For expenses, you need categories specific to real estate work. MLS fees, association dues, lockbox fees, and licensing renewals are operational costs. Marketing covers yard signs, online advertising, professional photography, virtual tours, and printed materials. Client gifts at closing are deductible up to $25 per recipient. Transaction management software, CRM subscriptions, and e-signature tools fall under technology expenses.
Vehicle mileage deserves its own tracking system because agents drive constantly. Every showing, listing appointment, property inspection, and office meeting counts as business mileage. Most agents put 10,000 to 20,000 business miles on their car annually. At current IRS rates, that translates to significant deductions. Use an app like MileIQ or keep a log in your car. The key is consistency. Trying to reconstruct mileage at year end from memory doesn’t work.
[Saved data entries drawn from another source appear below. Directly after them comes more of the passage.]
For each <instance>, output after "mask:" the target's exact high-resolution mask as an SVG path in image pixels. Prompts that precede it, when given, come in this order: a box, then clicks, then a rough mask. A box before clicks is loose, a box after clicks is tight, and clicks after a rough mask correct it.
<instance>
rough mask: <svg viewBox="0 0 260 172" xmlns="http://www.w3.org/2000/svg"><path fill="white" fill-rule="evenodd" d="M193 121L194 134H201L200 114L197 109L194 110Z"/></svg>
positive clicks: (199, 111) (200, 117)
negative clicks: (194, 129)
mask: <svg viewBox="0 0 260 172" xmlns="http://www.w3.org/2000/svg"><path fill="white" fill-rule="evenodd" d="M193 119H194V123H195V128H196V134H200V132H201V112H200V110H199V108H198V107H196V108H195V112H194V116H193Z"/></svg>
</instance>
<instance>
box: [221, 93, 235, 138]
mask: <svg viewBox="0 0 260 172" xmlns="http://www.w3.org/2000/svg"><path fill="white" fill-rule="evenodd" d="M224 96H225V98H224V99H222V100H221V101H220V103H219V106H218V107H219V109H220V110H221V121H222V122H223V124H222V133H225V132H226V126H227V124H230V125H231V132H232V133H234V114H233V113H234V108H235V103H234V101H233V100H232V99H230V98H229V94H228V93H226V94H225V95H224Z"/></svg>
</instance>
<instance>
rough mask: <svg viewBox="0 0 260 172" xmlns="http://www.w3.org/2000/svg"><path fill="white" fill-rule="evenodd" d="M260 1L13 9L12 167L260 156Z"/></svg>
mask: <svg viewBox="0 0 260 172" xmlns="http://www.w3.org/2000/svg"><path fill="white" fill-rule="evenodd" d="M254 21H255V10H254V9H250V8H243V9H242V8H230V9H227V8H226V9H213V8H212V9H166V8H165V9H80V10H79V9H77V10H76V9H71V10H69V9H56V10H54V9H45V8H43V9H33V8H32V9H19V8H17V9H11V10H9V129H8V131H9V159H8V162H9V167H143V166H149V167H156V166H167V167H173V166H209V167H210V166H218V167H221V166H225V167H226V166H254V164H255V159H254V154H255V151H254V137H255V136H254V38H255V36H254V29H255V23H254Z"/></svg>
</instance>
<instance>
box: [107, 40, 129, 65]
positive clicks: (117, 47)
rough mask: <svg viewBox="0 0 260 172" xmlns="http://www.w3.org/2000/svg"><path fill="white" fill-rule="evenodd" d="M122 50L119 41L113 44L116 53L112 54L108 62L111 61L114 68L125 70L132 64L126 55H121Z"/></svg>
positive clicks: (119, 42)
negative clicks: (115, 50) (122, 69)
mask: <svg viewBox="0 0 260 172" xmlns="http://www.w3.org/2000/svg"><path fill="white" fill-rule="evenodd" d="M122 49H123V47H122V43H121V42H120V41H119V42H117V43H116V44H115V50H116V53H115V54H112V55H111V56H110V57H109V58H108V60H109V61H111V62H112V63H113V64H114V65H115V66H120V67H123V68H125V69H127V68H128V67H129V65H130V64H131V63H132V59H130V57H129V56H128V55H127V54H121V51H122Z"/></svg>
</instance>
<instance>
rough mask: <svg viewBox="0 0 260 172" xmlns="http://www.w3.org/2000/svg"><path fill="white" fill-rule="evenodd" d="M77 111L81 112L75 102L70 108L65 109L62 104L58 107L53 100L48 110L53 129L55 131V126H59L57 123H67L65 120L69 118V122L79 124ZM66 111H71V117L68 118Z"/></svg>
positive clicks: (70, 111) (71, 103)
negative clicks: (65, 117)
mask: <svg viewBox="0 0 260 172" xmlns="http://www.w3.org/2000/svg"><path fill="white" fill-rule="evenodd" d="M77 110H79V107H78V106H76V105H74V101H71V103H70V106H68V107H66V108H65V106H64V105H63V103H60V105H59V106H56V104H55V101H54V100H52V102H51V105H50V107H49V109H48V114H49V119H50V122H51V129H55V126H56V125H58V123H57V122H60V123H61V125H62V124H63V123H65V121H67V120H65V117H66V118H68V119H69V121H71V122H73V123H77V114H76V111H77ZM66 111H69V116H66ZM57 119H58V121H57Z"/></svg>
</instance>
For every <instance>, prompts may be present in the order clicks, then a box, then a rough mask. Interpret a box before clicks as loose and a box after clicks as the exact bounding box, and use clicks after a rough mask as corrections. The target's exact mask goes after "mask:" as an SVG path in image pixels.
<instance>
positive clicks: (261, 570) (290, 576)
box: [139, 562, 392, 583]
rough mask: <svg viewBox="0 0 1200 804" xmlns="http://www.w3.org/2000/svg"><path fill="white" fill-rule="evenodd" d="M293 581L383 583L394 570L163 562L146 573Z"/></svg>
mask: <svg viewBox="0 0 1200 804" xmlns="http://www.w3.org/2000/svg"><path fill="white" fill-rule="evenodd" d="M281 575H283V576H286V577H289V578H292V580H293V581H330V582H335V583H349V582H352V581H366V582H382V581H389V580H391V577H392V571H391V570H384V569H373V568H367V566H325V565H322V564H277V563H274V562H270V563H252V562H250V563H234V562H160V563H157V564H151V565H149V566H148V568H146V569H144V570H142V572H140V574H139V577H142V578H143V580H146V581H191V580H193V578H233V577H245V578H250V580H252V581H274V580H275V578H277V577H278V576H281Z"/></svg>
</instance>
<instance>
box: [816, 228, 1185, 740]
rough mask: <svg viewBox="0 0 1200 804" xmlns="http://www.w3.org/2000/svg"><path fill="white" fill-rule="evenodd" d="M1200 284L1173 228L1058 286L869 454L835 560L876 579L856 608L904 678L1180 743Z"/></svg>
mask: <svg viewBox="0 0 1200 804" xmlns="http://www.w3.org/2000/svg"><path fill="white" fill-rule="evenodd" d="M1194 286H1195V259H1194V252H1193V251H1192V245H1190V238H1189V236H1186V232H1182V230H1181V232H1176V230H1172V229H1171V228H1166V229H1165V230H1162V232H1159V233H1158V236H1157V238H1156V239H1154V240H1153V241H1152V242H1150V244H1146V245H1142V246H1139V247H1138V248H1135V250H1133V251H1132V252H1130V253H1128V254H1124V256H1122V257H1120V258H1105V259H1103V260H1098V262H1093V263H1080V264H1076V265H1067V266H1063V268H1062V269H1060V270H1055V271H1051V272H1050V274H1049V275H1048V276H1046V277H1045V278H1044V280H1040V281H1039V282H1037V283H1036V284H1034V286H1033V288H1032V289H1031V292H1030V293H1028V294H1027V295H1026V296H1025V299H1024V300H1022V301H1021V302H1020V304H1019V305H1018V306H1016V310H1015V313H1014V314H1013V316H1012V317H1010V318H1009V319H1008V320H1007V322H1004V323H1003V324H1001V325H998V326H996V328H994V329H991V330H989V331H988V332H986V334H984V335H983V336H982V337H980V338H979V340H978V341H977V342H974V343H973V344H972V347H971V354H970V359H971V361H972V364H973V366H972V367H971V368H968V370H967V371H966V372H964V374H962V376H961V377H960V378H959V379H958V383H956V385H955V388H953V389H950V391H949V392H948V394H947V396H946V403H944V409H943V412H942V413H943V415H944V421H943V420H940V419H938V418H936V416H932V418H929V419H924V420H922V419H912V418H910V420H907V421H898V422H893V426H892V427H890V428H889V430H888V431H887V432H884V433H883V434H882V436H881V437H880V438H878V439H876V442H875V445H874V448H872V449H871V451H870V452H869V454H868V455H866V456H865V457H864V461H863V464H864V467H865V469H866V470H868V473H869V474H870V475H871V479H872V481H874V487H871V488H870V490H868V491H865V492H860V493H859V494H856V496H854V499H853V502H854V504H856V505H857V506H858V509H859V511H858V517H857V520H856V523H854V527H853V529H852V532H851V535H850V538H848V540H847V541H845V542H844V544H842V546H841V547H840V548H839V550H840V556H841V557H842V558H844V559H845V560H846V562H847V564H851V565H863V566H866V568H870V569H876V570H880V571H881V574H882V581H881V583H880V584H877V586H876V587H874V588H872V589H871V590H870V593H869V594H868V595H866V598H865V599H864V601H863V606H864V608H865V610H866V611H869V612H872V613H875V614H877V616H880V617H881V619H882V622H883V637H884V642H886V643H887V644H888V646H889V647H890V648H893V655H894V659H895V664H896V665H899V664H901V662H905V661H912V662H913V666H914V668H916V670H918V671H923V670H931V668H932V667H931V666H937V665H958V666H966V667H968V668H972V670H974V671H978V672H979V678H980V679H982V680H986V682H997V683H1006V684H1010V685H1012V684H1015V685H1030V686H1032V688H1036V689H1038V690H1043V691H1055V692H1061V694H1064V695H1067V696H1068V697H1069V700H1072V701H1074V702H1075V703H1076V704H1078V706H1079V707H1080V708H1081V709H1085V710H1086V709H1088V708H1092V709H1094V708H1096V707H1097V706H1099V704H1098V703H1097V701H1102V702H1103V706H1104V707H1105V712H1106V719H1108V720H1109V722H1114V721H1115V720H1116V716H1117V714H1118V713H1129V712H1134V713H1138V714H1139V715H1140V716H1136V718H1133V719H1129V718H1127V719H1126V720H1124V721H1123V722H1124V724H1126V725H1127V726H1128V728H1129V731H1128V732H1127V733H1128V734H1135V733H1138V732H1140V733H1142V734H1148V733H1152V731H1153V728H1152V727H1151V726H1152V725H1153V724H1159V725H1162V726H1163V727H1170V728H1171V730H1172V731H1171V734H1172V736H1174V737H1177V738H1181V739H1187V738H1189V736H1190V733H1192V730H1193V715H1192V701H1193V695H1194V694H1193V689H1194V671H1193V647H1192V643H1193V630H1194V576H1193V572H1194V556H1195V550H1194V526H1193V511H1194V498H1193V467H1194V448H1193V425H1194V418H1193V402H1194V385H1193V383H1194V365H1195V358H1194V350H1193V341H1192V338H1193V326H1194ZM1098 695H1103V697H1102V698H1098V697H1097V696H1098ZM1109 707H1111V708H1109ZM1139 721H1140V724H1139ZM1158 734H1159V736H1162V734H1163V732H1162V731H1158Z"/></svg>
Set a weekly or bi-weekly time to enter transactions. Commission checks come irregularly, but expenses happen constantly. Gas, marketing spend, client lunches, continuing education courses. If you wait until tax season to sort through twelve months of bank statements, you’ll miss deductions and spend hours on something that should take minutes each week.
Keep business and personal expenses on separate cards if possible. When everything runs through one account, you spend time sorting rather than categorizing. A dedicated business credit card means every transaction is business by default.
Since commission income comes on 1099s with no taxes withheld, quarterly estimated tax payments become your responsibility. Tracking income and expenses throughout the year tells you what to set aside. Most agents aim for 25 to 30 percent of net income for federal and state taxes combined. Without accurate tracking, you’re guessing and either overpaying or facing a surprise bill in April.
Working with a Detroit area bookkeeping service familiar with real estate can help establish the right categories and systems from the start. The goal is knowing your actual profit per transaction, not just celebrating the gross commission number.